Ding, X., Bloch, W., Iden, S., Ruegg, M. A., Hall, M. N., Leptin, M., et al. (2016). mTORC1 and mTORC2 regulate skin morphogenesis and epidermal barrier formation. Nat Commun, 7, 13226. doi:10.1038/ncomms13226.


Cite as: http://hdl.handle.net/11858/00-001M-0000-002D-275E-0
Abstract
Mammalian target of rapamycin (mTOR), a regulator of growth in many tissues, mediates its activity through two multiprotein complexes, mTORC1 or mTORC2. The role of mTOR signalling in skin morphogenesis and epidermal development is unknown. Here we identify mTOR as an essential regulator in skin morphogenesis by epidermis-specific deletion of Mtor in mice (mTOREKO). mTOREKO mutants are viable, but die shortly after birth due to deficits primarily during the early epidermal differentiation programme and lack of a protective barrier development.

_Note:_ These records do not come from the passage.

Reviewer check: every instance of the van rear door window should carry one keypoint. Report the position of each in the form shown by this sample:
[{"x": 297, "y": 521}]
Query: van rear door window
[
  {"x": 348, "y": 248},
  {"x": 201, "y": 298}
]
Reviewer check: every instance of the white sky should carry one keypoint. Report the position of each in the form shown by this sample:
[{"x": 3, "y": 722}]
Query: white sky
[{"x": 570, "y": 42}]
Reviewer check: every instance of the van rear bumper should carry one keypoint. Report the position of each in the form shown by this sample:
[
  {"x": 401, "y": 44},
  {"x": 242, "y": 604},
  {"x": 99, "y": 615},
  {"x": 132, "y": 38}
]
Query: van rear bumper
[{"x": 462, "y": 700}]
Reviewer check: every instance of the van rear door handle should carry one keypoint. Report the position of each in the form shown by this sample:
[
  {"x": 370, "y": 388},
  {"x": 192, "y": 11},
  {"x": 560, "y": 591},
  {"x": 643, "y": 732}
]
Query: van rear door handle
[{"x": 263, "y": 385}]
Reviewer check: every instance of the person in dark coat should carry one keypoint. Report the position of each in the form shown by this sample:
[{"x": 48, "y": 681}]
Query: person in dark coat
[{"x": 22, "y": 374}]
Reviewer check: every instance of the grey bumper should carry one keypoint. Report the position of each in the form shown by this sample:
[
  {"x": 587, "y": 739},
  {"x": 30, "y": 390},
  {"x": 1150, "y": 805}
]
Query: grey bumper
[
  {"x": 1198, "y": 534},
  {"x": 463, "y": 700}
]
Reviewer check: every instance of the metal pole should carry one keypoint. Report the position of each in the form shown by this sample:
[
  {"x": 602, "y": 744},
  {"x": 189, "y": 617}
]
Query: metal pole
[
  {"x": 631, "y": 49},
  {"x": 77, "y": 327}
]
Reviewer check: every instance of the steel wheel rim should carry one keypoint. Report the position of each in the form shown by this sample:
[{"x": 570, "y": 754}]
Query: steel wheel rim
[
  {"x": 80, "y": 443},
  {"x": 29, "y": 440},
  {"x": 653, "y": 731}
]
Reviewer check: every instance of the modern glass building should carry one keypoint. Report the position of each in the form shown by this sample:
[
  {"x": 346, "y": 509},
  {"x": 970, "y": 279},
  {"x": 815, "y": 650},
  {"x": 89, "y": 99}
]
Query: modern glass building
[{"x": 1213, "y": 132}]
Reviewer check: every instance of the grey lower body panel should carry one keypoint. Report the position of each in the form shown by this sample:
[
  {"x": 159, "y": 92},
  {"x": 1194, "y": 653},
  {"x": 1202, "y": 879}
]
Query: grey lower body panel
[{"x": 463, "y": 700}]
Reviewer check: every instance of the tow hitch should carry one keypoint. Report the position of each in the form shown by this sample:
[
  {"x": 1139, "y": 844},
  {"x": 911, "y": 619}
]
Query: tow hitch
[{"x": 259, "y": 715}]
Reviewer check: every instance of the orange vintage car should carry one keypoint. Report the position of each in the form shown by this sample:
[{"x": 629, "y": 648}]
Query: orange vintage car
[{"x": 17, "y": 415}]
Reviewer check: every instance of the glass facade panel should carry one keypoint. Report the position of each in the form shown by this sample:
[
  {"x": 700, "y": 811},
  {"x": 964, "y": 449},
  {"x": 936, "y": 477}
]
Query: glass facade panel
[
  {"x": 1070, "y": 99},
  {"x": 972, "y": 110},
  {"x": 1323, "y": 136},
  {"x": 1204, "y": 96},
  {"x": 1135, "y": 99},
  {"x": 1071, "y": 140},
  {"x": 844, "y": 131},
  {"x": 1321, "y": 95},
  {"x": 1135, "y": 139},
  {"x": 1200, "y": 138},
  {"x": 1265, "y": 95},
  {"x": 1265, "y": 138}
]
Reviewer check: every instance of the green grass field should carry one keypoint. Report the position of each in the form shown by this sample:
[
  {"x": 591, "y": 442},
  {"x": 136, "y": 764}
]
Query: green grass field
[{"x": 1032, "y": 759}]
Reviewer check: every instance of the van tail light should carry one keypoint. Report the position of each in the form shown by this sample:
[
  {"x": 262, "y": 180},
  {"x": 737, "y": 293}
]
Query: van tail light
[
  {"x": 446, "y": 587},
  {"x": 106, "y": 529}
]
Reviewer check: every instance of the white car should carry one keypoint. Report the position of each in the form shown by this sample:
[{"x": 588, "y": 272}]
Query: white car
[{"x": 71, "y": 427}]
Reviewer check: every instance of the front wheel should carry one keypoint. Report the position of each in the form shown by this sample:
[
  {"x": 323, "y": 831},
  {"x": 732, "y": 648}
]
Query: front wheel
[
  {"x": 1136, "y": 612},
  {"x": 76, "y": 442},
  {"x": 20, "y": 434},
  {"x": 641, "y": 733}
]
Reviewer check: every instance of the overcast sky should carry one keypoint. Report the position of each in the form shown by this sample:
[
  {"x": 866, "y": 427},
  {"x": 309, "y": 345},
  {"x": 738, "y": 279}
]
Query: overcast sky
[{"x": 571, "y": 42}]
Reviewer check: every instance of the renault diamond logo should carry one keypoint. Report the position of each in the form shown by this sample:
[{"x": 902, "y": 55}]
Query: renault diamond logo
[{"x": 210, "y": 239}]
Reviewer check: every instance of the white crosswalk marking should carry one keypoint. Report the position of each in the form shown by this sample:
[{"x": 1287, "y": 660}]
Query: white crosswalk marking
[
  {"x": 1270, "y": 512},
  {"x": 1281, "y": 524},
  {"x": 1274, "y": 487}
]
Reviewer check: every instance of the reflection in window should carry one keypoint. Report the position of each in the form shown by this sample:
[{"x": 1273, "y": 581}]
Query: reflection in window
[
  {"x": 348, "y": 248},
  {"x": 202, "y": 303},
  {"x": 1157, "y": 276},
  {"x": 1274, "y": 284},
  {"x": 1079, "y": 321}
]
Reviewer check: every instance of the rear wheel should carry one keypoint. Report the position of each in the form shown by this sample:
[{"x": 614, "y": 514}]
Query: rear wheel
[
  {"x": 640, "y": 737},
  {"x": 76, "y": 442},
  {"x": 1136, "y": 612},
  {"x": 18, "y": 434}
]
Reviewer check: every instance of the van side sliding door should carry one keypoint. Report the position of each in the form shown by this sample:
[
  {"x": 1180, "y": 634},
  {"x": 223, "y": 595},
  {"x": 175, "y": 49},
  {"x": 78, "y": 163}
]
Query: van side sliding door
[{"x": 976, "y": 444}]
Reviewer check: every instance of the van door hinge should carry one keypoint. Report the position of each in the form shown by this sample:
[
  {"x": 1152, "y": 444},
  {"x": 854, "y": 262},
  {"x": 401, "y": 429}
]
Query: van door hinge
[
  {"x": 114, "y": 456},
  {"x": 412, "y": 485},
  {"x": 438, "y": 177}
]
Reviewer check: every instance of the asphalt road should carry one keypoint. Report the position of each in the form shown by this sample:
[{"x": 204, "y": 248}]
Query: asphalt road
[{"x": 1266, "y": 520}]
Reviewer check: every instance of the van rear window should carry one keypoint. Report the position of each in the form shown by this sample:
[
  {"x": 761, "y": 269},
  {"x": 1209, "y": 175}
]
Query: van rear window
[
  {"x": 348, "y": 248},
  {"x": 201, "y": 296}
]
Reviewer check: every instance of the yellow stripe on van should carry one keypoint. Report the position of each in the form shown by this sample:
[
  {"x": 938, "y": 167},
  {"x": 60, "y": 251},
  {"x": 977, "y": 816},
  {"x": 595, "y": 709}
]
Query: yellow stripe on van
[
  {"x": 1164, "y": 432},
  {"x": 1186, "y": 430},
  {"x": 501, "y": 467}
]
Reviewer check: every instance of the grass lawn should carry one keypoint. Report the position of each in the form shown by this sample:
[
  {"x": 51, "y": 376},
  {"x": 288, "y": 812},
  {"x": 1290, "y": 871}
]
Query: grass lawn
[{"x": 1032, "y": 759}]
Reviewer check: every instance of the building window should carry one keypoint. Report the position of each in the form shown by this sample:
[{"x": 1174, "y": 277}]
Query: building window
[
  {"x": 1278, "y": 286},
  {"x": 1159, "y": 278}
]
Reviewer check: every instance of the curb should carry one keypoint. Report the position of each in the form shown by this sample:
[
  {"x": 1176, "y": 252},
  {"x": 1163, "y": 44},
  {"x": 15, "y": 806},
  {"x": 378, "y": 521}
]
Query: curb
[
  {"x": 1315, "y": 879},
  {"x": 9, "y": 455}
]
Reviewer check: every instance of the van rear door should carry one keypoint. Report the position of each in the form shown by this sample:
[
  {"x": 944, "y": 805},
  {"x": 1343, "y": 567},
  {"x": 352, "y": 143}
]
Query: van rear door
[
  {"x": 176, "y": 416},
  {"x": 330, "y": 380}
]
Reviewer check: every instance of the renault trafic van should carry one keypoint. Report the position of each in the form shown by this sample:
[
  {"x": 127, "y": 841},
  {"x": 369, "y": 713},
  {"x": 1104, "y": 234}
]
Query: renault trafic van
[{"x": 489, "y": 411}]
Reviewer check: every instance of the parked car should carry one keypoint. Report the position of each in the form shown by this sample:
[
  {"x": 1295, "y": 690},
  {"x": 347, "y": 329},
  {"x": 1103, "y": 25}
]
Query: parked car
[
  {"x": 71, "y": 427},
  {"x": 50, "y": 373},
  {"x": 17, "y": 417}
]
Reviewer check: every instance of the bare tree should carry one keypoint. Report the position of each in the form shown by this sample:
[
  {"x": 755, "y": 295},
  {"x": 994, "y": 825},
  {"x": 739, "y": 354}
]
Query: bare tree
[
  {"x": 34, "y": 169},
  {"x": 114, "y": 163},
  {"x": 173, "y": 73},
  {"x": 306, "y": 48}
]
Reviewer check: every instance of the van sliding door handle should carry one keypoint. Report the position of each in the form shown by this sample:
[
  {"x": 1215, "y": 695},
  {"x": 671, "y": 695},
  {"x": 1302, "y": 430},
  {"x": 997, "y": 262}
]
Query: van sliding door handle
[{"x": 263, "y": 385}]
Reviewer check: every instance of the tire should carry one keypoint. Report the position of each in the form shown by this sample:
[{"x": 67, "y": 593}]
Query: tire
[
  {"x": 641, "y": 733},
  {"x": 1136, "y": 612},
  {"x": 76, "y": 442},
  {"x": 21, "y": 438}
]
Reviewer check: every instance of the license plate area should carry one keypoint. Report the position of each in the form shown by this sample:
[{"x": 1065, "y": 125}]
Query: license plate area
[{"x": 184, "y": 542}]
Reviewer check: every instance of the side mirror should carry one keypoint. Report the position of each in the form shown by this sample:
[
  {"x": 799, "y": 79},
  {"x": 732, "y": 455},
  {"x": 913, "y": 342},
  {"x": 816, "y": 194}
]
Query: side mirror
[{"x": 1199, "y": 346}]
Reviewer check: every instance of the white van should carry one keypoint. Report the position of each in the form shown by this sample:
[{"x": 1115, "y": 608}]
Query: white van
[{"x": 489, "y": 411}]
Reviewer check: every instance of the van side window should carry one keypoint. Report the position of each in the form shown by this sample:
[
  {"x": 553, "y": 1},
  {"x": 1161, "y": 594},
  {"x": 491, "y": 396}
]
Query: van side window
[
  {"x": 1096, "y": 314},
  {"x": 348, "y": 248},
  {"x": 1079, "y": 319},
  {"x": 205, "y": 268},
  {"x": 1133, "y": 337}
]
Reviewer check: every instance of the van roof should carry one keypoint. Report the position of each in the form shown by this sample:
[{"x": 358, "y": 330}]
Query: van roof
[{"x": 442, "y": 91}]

Epidermis-specific loss of Raptor, which encodes an essential component of mTORC1, confers the same skin phenotype as seen in mTOREKO mutants. In contrast, newborns with an epidermal deficiency of Rictor, an essential component of mTORC2, survive despite a hypoplastic epidermis and disruption in late stage terminal differentiation. These findings highlight a fundamental role for mTOR in epidermal morphogenesis that is regulated by distinct functions for mTORC1 and mTORC2.